PNAS April 13, 2019
Our findings indicate that across the political spectrum, systems thinking may facilitate an ecological ethic or value system that humans should preserve and protect the natural world rather than exploit it. This, in turn, may strengthen proclimate views and understanding of climate change (e.g., that global warming is happening, is human-caused, etc.). The findings contribute to systems thinking theory and indicate the importance of promoting systems thinking to support proclimate science beliefs, attitudes, and behaviors across political lines.
From the conclusion
Scholars argue that “a systems thinking mindset is malleable and can be enhanced by a variety of kinds of interventions: both intensive educational training and more subtle framing manipulations” (ref. 8, p. 754). Despite this, however, calls for empirical research on the effects of systems thinking in applied settings have not been adequately answered (3, 37, 38). Further, more research is needed on which core systems thinking skills should be acquired and how they can be enhanced through learning and teaching strategies (39).

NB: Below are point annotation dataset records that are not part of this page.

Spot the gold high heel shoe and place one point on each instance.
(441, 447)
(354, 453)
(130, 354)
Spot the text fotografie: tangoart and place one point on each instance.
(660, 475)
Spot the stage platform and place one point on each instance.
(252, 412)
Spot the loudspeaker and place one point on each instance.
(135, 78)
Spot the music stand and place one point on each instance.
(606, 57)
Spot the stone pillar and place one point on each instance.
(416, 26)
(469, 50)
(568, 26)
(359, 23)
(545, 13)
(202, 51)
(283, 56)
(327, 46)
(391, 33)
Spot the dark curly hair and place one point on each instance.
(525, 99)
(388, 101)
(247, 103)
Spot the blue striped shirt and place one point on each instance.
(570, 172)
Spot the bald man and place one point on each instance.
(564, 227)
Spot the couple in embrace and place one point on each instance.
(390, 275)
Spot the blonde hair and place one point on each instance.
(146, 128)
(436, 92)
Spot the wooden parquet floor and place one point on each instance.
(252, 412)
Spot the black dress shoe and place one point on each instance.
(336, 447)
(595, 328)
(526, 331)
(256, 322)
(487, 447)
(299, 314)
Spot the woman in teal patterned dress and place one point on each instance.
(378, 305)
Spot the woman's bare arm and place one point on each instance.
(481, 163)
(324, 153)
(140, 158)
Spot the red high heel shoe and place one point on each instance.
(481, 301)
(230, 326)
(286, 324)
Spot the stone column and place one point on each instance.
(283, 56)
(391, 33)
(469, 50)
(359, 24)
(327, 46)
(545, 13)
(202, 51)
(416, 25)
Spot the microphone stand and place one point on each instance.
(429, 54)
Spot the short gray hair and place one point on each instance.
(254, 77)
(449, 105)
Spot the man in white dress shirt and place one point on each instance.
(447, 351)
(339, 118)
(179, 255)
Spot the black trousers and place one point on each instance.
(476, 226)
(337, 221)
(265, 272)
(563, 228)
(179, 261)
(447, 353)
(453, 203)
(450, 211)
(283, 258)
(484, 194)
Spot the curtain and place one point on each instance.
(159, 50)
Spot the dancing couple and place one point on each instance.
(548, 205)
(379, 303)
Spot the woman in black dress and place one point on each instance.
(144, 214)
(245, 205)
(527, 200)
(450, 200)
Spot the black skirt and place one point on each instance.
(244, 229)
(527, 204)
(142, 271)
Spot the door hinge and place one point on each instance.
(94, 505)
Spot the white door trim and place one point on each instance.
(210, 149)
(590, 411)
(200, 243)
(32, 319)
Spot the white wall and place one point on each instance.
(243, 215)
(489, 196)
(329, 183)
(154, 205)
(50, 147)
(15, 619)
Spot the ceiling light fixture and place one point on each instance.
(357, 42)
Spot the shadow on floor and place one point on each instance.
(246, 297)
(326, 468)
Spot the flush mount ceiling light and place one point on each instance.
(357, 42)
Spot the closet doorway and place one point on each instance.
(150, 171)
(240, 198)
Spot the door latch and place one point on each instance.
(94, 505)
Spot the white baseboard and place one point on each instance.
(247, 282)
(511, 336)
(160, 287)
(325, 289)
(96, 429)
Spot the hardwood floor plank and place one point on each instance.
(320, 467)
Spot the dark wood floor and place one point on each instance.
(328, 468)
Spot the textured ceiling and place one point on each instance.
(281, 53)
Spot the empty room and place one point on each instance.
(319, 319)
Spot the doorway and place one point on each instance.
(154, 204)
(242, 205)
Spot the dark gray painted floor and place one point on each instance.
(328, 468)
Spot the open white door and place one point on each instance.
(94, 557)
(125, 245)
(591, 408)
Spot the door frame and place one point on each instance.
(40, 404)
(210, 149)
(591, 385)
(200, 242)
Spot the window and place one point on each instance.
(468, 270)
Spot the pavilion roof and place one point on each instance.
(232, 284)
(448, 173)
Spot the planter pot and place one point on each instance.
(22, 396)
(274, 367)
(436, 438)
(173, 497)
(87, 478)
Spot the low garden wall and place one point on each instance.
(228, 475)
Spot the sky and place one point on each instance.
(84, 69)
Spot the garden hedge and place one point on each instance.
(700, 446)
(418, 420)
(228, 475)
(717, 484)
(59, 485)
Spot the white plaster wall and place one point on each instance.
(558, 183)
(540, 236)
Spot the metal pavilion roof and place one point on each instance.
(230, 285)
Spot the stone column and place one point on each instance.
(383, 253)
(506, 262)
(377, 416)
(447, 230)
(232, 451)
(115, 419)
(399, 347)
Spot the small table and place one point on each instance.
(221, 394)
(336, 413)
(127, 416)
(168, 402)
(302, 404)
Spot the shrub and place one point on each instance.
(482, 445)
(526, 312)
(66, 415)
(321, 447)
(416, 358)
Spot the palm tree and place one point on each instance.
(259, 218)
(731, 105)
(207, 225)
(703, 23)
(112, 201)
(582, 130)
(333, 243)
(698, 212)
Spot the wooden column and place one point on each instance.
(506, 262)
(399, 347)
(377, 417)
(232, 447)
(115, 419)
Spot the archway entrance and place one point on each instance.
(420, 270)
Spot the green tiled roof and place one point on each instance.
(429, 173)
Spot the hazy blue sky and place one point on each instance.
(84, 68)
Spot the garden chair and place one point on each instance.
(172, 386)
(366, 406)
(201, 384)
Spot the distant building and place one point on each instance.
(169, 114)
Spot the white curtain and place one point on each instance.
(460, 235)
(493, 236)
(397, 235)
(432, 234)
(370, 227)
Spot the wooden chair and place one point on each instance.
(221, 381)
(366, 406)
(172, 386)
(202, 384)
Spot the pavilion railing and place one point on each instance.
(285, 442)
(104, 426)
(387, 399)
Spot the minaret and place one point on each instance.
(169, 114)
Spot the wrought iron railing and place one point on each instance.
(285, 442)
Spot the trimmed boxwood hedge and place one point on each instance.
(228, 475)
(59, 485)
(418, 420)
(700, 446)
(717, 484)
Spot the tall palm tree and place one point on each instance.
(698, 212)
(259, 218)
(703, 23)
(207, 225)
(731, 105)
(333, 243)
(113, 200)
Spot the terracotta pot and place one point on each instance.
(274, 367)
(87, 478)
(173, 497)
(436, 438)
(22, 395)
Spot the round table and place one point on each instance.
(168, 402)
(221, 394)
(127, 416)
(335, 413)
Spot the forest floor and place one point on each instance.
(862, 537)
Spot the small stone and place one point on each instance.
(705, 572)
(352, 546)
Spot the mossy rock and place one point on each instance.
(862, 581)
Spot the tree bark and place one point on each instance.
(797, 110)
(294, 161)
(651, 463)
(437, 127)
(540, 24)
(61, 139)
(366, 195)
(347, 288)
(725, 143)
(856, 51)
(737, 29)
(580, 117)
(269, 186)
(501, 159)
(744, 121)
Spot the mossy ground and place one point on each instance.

More research is also needed on how to encourage systems thinking in climate change communication and to assess the extent to which these approaches can support the adoption of beliefs aligned with the conclusions of climate science. For example, the public is generally unaware of the complex and multifaceted process by which natural resources are used (e.g., energy use) because these systems are typically invisible to people (40). Similarly, basic misconceptions of global climate change and its causes (e.g., greenhouse gas emissions, energy consumption, deforestation) are also common (41). This lack of awareness and knowledge poses barriers to public engagement because many people do not understand how resource consumption influences the sustainability of natural systems (9, 42, 43). Communication that makes invisible systems visible and describes the interrelation between human action, the natural environment, and other domains such as public health and the economy (including the cobenefits of a sustainable natural environment) may help to promote systems thinking and an ecological worldview, and thus, proclimate views and behavior (44).
To address environmental issues such as climate change, “we need populations equipped to conceptualize dynamic and complex problems, to work with transformational change, and to innovate solutions to emerging threats and disturbances” (ref. 2, p. 1). Climate change is a serious threat to ecosystems and human populations and represents one of the most complex systems problems society faces (36, 45). This study finds that systems thinking can encourage the adoption of an ecological worldview, which in turn can foster acceptance and understanding of climate change across people with different political views.